LaTanya Anderson’s '92

By Kimberly Marselas ’00

LaTanya Anderson’s '92 journey toward a 20-year government career might have started on the school bus.

At five, Anderson took a 40-minute bus ride from her home in Takoma Park, Md. to her otherwise all-white kindergarten in Calverton, part of ongoing school desegregation efforts in Prince George’s County Schools. She attended three different schools by sixth grade.

“I didn’t know it then, but I was already developing competencies,” Anderson says. “I was good at meeting new people and selling who I am.”

She thinks of those experiences now as she introduces employees to the federal government’s new learning and development environment, which is moving away from locking employees into a single agency and instead encouraging moves in pursuit of new knowledge and skills.

“I’m not just an evangelist for this new way of providing professional development,” says Anderson, the associate director for professional development at the Department of the Interior University. “I’ve done it.”

Anderson graduated from Maryland’s radio, television and film program in 1992. After working for a media talent agency and as a booker, she turned her attention to better-paying opportunities in Washington, D.C.’s early dot-com environment — even though she knew little then about emerging computer technology.

She convinced General Dynamics to bring her on based on her organizational and communication skills, and soon she was helping to manage a telecom project in which the company installed hotel phone lines for dial-up service. Two years later, she jumped into a federal contract position creating a regulatory database for the federal Department of Transportation.

Anderson found supervisors appreciated her ability to translate information to keep it flowing between technical and non-technical staff and she was hired as a permanent federal employee. She later moved to the Department of Veterans Affairs, where she coordinated major IT infrastructure overhauls. 

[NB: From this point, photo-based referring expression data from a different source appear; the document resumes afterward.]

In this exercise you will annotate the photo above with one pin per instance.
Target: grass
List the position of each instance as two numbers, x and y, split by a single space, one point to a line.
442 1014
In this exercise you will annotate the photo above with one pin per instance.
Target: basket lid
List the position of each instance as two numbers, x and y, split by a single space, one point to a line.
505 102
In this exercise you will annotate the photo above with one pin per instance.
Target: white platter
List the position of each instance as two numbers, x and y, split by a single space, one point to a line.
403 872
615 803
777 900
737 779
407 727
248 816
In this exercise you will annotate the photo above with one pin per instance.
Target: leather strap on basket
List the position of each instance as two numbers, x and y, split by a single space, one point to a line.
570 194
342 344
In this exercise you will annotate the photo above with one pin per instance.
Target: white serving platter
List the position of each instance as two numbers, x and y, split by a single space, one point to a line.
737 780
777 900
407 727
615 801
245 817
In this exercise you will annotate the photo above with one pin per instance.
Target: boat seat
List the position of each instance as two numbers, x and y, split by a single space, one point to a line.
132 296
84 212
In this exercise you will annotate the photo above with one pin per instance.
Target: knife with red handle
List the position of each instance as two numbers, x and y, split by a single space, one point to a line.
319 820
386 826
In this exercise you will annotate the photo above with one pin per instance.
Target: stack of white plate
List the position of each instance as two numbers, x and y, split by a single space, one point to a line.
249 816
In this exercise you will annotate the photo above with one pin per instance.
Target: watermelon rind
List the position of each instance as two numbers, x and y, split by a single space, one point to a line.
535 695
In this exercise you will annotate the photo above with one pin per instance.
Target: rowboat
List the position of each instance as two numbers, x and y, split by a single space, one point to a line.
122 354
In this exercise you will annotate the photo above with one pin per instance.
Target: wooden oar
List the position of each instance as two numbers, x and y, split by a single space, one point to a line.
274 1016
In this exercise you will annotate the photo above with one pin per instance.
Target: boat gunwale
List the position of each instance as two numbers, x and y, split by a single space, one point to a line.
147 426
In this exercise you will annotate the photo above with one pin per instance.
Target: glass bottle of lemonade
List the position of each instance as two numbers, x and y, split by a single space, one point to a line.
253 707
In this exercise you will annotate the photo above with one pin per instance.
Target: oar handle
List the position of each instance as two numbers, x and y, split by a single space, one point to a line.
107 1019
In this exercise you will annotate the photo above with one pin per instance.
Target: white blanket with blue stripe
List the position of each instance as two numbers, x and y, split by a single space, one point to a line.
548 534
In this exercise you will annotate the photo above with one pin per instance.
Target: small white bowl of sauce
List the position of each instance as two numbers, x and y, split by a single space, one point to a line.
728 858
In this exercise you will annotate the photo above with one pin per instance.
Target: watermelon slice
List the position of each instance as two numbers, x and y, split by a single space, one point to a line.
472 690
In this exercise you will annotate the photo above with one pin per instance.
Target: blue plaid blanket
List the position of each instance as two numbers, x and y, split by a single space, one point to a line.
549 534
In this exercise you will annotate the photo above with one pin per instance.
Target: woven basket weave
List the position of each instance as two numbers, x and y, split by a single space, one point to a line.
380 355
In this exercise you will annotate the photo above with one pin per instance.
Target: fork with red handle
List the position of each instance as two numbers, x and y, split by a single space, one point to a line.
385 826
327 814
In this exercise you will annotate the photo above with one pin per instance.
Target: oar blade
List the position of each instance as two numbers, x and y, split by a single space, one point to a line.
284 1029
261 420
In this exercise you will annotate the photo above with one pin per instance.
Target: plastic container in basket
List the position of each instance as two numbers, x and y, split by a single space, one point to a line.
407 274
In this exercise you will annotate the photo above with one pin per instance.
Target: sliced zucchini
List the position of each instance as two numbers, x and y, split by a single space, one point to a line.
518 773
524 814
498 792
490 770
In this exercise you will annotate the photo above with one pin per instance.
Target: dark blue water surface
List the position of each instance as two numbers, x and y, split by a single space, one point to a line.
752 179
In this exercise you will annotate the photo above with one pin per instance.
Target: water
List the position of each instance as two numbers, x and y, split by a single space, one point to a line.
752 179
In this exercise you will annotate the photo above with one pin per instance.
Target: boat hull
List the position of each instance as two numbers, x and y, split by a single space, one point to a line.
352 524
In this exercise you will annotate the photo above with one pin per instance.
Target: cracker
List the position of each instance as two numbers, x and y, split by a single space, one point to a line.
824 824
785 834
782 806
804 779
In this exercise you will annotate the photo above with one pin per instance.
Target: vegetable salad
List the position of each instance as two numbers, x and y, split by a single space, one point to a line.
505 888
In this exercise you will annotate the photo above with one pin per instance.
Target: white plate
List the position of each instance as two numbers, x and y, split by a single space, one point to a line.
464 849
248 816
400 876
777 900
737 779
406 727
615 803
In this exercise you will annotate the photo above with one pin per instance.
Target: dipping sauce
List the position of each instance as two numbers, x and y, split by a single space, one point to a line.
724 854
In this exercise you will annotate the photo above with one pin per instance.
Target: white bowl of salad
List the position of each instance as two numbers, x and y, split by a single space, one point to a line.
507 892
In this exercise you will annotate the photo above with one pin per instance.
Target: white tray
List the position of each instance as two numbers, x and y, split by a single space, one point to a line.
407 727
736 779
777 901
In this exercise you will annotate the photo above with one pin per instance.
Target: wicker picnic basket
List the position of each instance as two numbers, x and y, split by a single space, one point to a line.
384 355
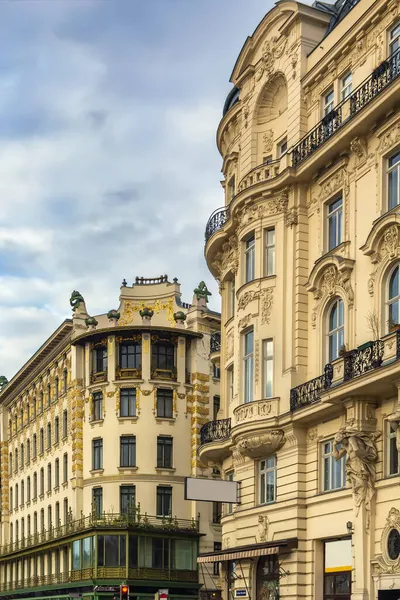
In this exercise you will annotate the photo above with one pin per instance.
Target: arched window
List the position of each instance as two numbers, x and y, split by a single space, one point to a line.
394 298
335 329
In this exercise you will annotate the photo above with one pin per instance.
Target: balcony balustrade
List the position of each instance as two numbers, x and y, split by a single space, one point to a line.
215 431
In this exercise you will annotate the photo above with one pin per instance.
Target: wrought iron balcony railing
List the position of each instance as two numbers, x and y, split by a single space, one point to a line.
132 519
217 220
215 431
379 80
215 342
310 391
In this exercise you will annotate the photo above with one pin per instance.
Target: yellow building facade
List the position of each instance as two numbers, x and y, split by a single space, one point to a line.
306 251
98 431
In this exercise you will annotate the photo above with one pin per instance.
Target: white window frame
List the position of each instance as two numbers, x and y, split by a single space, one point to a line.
268 367
334 216
269 251
248 369
266 467
392 40
328 106
389 170
249 258
391 435
346 88
327 458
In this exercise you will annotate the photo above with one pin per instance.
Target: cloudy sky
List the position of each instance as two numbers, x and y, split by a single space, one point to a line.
108 162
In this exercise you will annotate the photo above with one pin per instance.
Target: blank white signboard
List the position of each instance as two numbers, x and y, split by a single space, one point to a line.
211 490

But Anderson found her calling when she took the Interior job in 2015. There, a supervisor told her to think of training others with an entrepreneurial mindset rather than focusing on job-specific skills. With the advent of a federal learning ecosystem, the days of being pigeon-holed by a Civil Service test into one career are gone, replaced by a mission to develop a 21st century workforce that is willing to reskill and be ready to redeploy when necessary.

“We’re giving people competencies with data so they can carve out their career paths,” said Anderson, who is a representative on multiple, cross-agencies bodies working to reform professional development. “We’re all sharing with each other because we care about building a better government.”

Both of Anderson’s parents retired from the federal government, her mom, Dianne, after a career with the Office of Personnel Management, and her dad, Robert, from the U.S. Secret Service. Anderson, 51, enjoys traveling but when she comes back home, she appreciates visiting her family to share laughs and great memories over a good meal. She’s never forgotten how they pushed her to try a variety of options as a child — including Air Force Junior ROTC and University of Maryland’s Upward Bound — even when she didn’t know what she wanted to do.

“It was the best thing I could have done,” she said. “You don’t understand how that will translate later to your work, to be able to accept change, to have diverse experiences and appreciate adversity.”